She avoided the trap of making allegations that could not be substantiated at the moment: “Either this was a direct act by the Russian state against our country or the Russian government has lost control of this potentially catastrophically damaging nerve agent and allowed it to get into the hands of others.”
Yet, in the absence of a credible response from Moscow, Mrs May is duty-bound to fulfil her promise that the Government will “conclude that this action amounts to an unlawful use of force by the Russian state against the United Kingdom”, and that “there can be no question of business as usual with Russia”.
She began with a statement yesterday promising the expulsion of 23 diplomats.
After the flaccid response to the murder of Alexander Litvinenko in November 2006, and the failure to investigate a range of suspicious deaths involving former Russians in Britain, the Government is under pressure to deliver.
Amber Rudd, the Home Secretary, has already promised to reopen the cases in up to four of these deaths.
As the British response is framed, it is clear that this is a challenge to international diplomacy and protocols governing chemical weapons.
A demonstration of international support would be significant. Mrs May could seek a declaration of solidarity under Article 5 of the Nato Treaty, where an attack on one signatory is deemed an attack on all, and possibly an enhancement of the deterrent posture on Nato’s eastern flank, which currently relies on the tripwire of a 4,000-strong allied force. She might also seek an increase in EU sanctions against Russia, which would test Britain’s influence, or the lack of it, during the Brexit negotiations.
However, if the Government concludes that Russia once again poses a serious threat to the West, and the ‘rules-based international order’, albeit in a more inventive, calculating, and devious way than during the Cold War, Mrs May will need to raise the bar in how she responds financially, diplomatically, and militarily.
Financially, she will need more precise levers against Russian oligarchs, possibly a British version of the Magnitsky Act now under consideration.

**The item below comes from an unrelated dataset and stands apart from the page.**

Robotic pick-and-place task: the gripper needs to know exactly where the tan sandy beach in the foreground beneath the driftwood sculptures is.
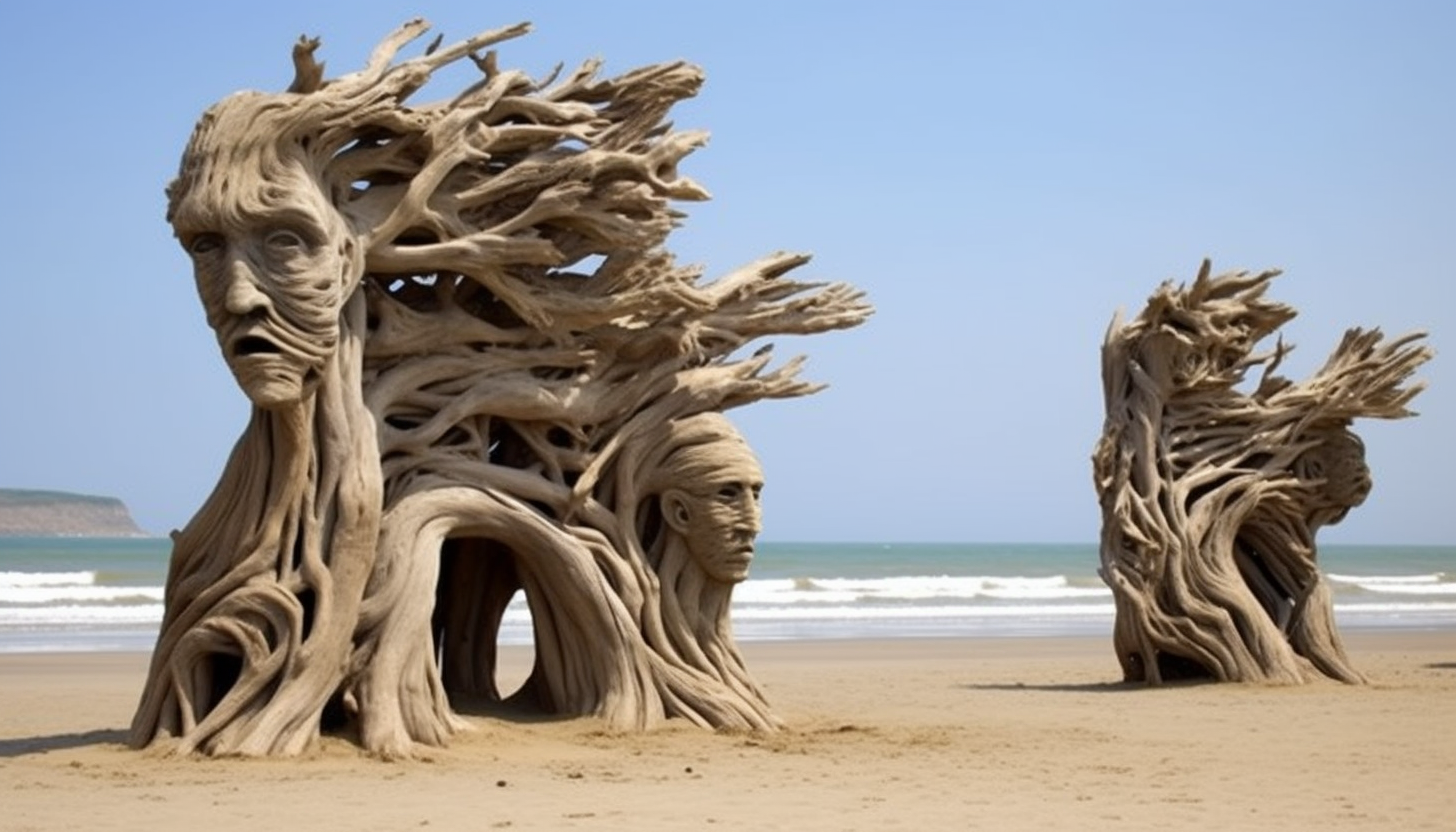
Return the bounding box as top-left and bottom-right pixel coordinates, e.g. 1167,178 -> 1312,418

This was American legislation, passed in 2012, after the death of Sergei Magnitsky in custody while he was investigating corruption.
The intention would be to punish specific Russian officials by freezing their assets and withholding visas from those suspected of human rights abuses.
Diplomatically, Britain needs to contest the claim that Russia destroyed its chemical weapons stockpile last year, in accordance with the Chemical Weapons Convention (CWC).
Although Russia secretly developed the Novichok nerve agents, and never disclosed their existence under the CWC Treaty (1997), the convention claims sweeping powers against ‘any chemical’ used to kill, incapacitate or harm.
If inspection by the Organisation for the Prevention of Chemical Weapons (OPCW) is deemed impractical, since Novichok agents are created out of “harmless” precursors and need not be stockpiled, the Foreign Office could still press for a full accounting of this programme.
Militarily, the UK has to learn lessons from our response to the deployment of Novichok (“newcomer” in Russian).
The UK cannot assume that any future chemical attacks will be only 12 kilometres from Porton Down, and so needs a rapid-reaction capability such as the Joint Chemical, Biological, Radiological and Nuclear Regiment, which was disbanded prematurely in 2011.
The Novichok nerve agent posed particular challenges in Salisbury, but Russia is deploying a full spectrum of threats: conventional and unconventional forces, propaganda, espionage and cyber warfare.
If not entirely cost-free (sanctions have had some effect on the Russian economy), Russia has not paid a significant price for actions that are calculated and usually deniable, if not very plausibly.
Ultimately the Government may decide that protests, sanctions, and financial penalties are not sufficient, and that it may be time for retaliation in the form of an offensive cyber attack, aimed at Kremlin networks, fake news outlets, and the websites of state-sponsored trolls (paid online commentators) and bots (automated pushers of content on social media).
Edward M. Spiers is Professor of Strategic Studies at the University of Leeds.